Changing stroke rehab and research worldwide now.Time is Brain! trillions and trillions of neurons that DIE each day because there are NO effective hyperacute therapies besides tPA(only 12% effective). I have 523 posts on hyperacute therapy, enough for researchers to spend decades proving them out. These are my personal ideas and blog on stroke rehabilitation and stroke research. Do not attempt any of these without checking with your medical provider. Unless you join me in agitating, when you need these therapies they won't be there.

What this blog is for:

My blog is not to help survivors recover, it is to have the 10 million yearly stroke survivors light fires underneath their doctors, stroke hospitals and stroke researchers to get stroke solved. 100% recovery. The stroke medical world is completely failing at that goal, they don't even have it as a goal. Shortly after getting out of the hospital and getting NO information on the process or protocols of stroke rehabilitation and recovery I started searching on the internet and found that no other survivor received useful information. This is an attempt to cover all stroke rehabilitation information that should be readily available to survivors so they can talk with informed knowledge to their medical staff. It lays out what needs to be done to get stroke survivors closer to 100% recovery. It's quite disgusting that this information is not available from every stroke association and doctors group.

Monday, February 3, 2025

Flipping the Script: Early Neurological Gains May Redefine Recovery Prognostication After Intracerebral Hemorrhage

 Survivors don't care about 'prognostication' or 'care'; they want you to DELIVER RECOVERY! This does nothing of the sort! COMPLETELY FUCKING USELESS! You're fired! You first have to create 100% recovery protocols, then every 'prognostication' is 100% recovery! My God, the stroke medical world is full of complete blithering idiots!


Send me hate mail on this: oc1dean@gmail.com. I'll print your complete statement with your name and my response in my blog. Or are you afraid to engage with my stroke-addled mind? No excuses are allowed! You're medically trained; it should be simple to precisely refute all my points with NO EXCUSES!! Your definition of competence in stroke is obviously much lower than stroke survivors' definition of your competence! Swearing at me is allowed, I'll return the favor. Don't even attempt to use the excuse that brain research is hard.

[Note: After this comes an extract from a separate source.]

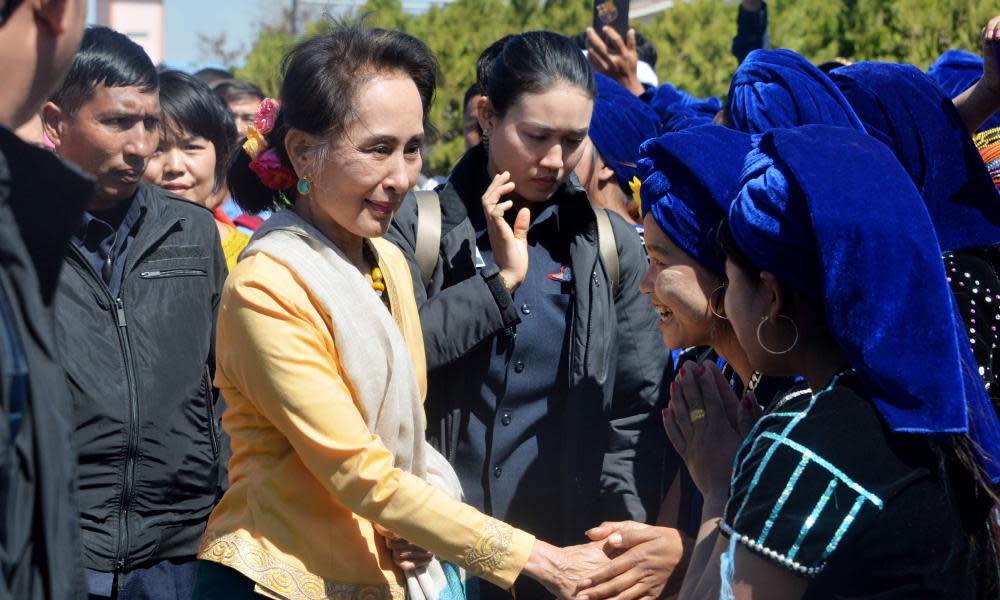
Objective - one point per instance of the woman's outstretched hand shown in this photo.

Flipping the Script: Early Neurological Gains May Redefine Recovery Prognostication After Intracerebral Hemorrhage


  • Neuroprognostication has long been a formidable challenge, with clinicians often grappling to predict outcomes accurately in the chaotic aftermath of intracerebral hemorrhage (ICH). This uncertainty is important to recognize as it directly impacts critical decisions about life-sustaining therapies, rehabilitation planning, and the guidance that we offer to families as they navigate the most devastating forms of stroke. Neuroprognostication matters,1 (NO; it's completely useless!)because it shapes hope, sets expectations, and informs care(NOT RECOVERY!) pathways for patients, their families, and care(NOT RECOVERY!) teams. In this issue of Stroke, a post hoc analysis of the INTERACT2 trial (Intensive Blood Pressure Reduction in Acute Cerebral Hemorrhage Trial) provides a much-needed lens to examine recovery, highlighting subacute neurological improvement (SNI) as a measurable and meaningful marker.2 By linking early changes in neurological status—captured between 24 hours and 7 days post-ICH—with long-term functional outcomes, the study bridges a critical gap between acute observations and favorable prognostic insight.2 The study analyzed data from the INTERACT2 trial, which included over 2800 patients with acute ICH to examine factors influencing recovery. SNI was defined as a significant reduction in the National Institutes of Health Stroke Scale (NIHSS), measured within 72 hours of ICH. The primary outcome was functional recovery (modified Rankin Scale) at 90 days. SNI was found to be a predictor of favorable outcomes, independent of baseline hematoma volume and other initial clinical factors. The study demonstrates that even modest SNI (≥1-point improvement in NIHSS) significantly reduces the odds of death and major disability at 90 days.